📐 Perceptron Convergence Theorem

Context

Chapter 6 introduces the perceptron as Minermont's first learning neuron. The classical Rosenblatt–Novikoff analysis guarantees that, on linearly separable data, the algorithm eventually settles on a separating hyperplane.

Reading map

Pair this derivation with the chapter's radiology triage example. The proof applies to any separable dataset, regardless of dimensionality.

Algorithm Recap

Given labelled examples $(x_i, y_i)$ with $y_i \in \{-1, +1\}$ and homogeneous inputs $x_i \in \mathbb{R}^d$, initialise $w_0 = 0$ and repeat:

Select a misclassified point $x_i$.
Update the weights via $$ w_{t+1} = w_t + y_i x_i.
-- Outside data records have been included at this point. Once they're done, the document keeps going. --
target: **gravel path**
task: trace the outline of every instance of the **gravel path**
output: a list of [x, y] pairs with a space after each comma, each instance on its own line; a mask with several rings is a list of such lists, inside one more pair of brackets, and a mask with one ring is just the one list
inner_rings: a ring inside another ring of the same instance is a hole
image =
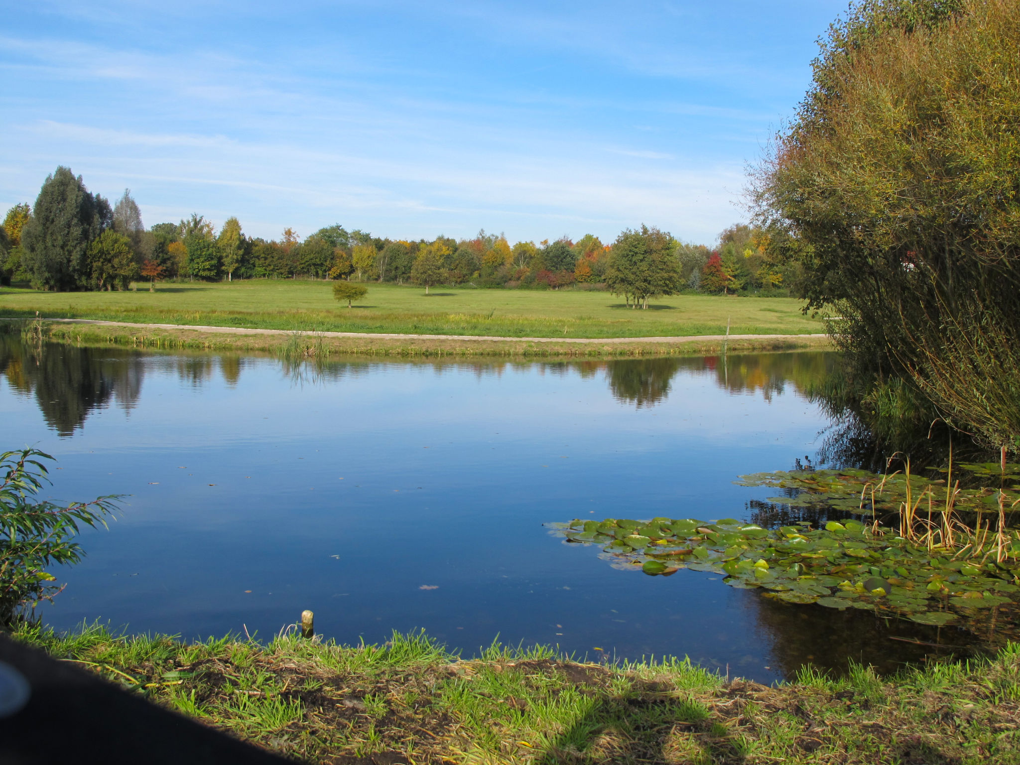
[[[9, 319], [14, 320], [14, 319]], [[22, 320], [22, 319], [16, 319]], [[293, 335], [291, 329], [253, 329], [243, 326], [202, 326], [198, 324], [137, 324], [130, 321], [102, 321], [100, 319], [43, 318], [43, 321], [59, 321], [67, 324], [95, 324], [98, 326], [129, 326], [138, 329], [194, 329], [223, 335]], [[320, 338], [382, 338], [387, 340], [479, 340], [514, 343], [697, 343], [714, 340], [802, 340], [824, 338], [821, 335], [694, 335], [675, 338], [500, 338], [487, 335], [390, 335], [386, 333], [328, 333], [302, 332], [302, 335]]]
Predictions are correct when $\operatorname{sign}(w_t \cdot x_i) = y_i$; the process stops once every example is classified correctly.

Mistake Bound

Assume a vector $u$ separates the data with margin $\gamma > 0$, i.e. $y_i (u \cdot x_i) \ge \gamma$ for all $i$, and let $R = \max_i \lVert x_i \rVert$. After each mistake the projection on $u$ increases:

$$ w_{t+1} \cdot u = (w_t + y_i x_i) \cdot u \ge w_t \cdot u + \gamma. $$

After $M$ mistakes, $w_M \cdot u \ge M\gamma$. The squared norm evolves as

$$ \lVert w_{t+1} \rVert^2 = \lVert w_t \rVert^2 + 2 y_i (w_t \cdot x_i) + \lVert x_i \rVert^2 \le \lVert w_t \rVert^2 + R^2, $$

because mistakes imply $y_i (w_t \cdot x_i) \le 0$. Hence $\lVert w_M \rVert^2 \le M R^2$.

By Cauchy–Schwarz,

$$ w_M \cdot u \le \lVert w_M \rVert \lVert u \rVert \le \sqrt{M} R. $$

Combining inequalities gives $M \le (R/\gamma)^2$, proving the perceptron makes finitely many mistakes and converges whenever a separating margin exists.

Geometric Intuition

Each correction nudges $w$ toward a mislabelled sample. If a margin exists, these nudges cannot spin indefinitely; eventually $w$ lies inside the margin "slab" separating the classes. Larger margins imply fewer updates because the bound $(R/\gamma)^2$ shrinks.

Beyond Separability

Non-separable datasets cause perpetual cycling. Practical variants—pocket perceptrons, averaged perceptrons, or kernel lifts—extend the idea when perfect separability is absent.

References

F. Rosenblatt. The Perceptron: A Probabilistic Model for Information Storage and Organization in the Brain. Psychological Review, 65(6):386–408, 1958.
A. B. Novikoff. On Convergence Proofs on Perceptrons. Proceedings of the Symposium on the Mathematical Theory of Automata, 1962.
S. Shalev-Shwartz, S. Ben-David. Understanding Machine Learning: From Theory to Algorithms. Cambridge University Press, 2014. Chapter 9.
Y. Freund, R. E. Schapire. Large Margin Classification Using the Perceptron Algorithm. Machine Learning, 37(3):277–296, 1999.